当社ではこうした主要機器を他社からの購入でなく自社製としており、当初よりカメラについてはマトリックスセンサ搭載のスマートカメラ、ライトについては高速シャッターを可能とする高輝度ストロービング照明を重要と認識し、ユーザーの要望などを取り込みながら製品を開発してききました。時代変化や市場動向、技術革新などにより生じる新たな要望へ対応したアップブレードやカメラ追加等のご要望にも素早く対応できる、といった面でも優位性をもっています。

熟練者の減少で迫られるIoT活用の自動化システム

-IoT推進との関連についてはいかがでしょう。

ヴァルコネン われわれが提供するシステムのベースとなっているのはインテリジェント機能内蔵のスマートカメラであり、それ自体がすでにIoT対応の機器と言ってよりと考えています。これをネットワークに接続し、操業にともなって発生するサウンド(音)やプロセスデータなどをインプットして解析するといったこともワン・プラットフォームで実現可能であり、統合拡張の余力をもったシステムの提供でもあるわけです。つまり、ビジョン(画像)の取得・解析を前面に押し出して紹介していますが、それら直接的な機能以外にも各種データも収集・解析するインターフェイスとして使えるので、単に画像処理システムとしの利用にとどまらずIoT化推進による技術革新といった観点からも導入効果が期待できるということです。

-今後、人材不足対策の面でも有効となりそうですね。

ヴァルコネン WMSに関連して言えば日本でそれほど普及しておらず、マシン新設の際に導入されるケースもありますが、設備投資が抑制されているなかで稼働中の多くのマシンがこれまでオペレータが使いこなしてきた既設マシンとなっています。紙切れなどのトラブルが発生すると、その要因を経験的に把握できる熟練のオペレータがいれば何もWMSに頼らなくてよく、問題なく操業ができるといった側面があったと思います。しかし、最近は世代交代が進んで熟練オペレータが少なくなり、トラブル対策にWMS導入の必要性が高まってきているのも事実です。世界の流れと違ったアプローチになりますが、日本でも今後とくにウエットエンドなどでのWMSがニーズを強めていくことになると予想しています。

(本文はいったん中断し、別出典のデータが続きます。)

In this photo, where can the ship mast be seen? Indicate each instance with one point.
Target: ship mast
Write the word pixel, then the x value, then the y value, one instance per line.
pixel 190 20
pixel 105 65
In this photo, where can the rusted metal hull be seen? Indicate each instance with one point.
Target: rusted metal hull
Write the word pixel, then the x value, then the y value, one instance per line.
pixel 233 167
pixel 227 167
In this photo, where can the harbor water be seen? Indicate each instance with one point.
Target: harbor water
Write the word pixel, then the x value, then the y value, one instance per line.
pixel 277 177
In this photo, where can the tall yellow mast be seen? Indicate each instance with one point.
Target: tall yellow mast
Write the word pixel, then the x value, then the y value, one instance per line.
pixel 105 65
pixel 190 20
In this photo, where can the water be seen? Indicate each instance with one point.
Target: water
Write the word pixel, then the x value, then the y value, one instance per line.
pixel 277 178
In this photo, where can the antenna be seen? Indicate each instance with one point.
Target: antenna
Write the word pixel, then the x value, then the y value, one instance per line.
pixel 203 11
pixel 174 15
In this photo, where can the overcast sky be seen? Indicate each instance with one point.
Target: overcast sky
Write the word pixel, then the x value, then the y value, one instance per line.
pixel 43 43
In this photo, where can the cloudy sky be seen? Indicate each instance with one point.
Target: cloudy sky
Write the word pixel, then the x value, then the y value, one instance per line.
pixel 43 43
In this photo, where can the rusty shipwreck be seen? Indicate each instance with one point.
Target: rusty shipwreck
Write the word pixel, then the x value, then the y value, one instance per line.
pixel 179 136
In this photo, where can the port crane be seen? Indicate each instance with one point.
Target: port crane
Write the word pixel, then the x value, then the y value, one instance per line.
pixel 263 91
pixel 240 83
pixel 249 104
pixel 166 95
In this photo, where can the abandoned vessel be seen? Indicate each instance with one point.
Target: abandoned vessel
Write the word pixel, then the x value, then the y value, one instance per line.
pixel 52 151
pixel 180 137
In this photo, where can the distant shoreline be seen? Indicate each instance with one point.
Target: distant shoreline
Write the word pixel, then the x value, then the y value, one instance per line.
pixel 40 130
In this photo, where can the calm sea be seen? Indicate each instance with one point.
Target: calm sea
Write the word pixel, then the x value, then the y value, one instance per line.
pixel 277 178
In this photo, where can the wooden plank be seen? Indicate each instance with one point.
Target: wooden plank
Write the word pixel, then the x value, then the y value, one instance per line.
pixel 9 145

-これまでオペレータのスキルに任せていたが、今後は画像処理技術を強化して自動化を進めざるを得なくなる。

ヴァルコネン それには当社提供のワン・プラットフォームを導入すれば自動化はもちろんIoT化推進による技術革新が行いやすくなる。日本でも当社のWISに対する関心は高まっていくでしょうが、それ以上に大きな効果をもたらすのはWMSだと見ています。技術的な違いはありますが日本でも大半のマシンにWISが導入されているため、その有効性は十分に認識されています。しかし、当社のワン・プラットフォームによりWISと連動したWMSの機能が一段と高められおり、それによる統合的なプロセス改善の効果に新鮮な驚きを感じてもらえるのではないかと考えられます。

これまで製紙会社は印刷会社など顧客のクレームに対応することを重視するあまり、抄紙工程下流側での欠陥検査を重点的に行ってきましたが、その結果、欠陥発生の原因を解明しマシン操業の改善に繋げていくといったところまで手が回らなかった一面があったのも確かでしょう。それを解消していくにはウェブの挙動を可視化(ビジュアライズ)し、原因を解明して対策を講じやすくすることが求められてきます。

-確かにそうした点では世界とは違ったアプローチになる。

ヴァルコネン 例えば、急速に製紙工場の近代化を進めた中国では日本と異なり、熟練オペレータ自体が少なかったためマシン新設の際に最新の自動化システムも採用する恰好となりました。当社が早い段階に中国市場へ進出した事業展開は、そうした点で状況判断に間違いはなく当を得ていたと言えるかもしれません。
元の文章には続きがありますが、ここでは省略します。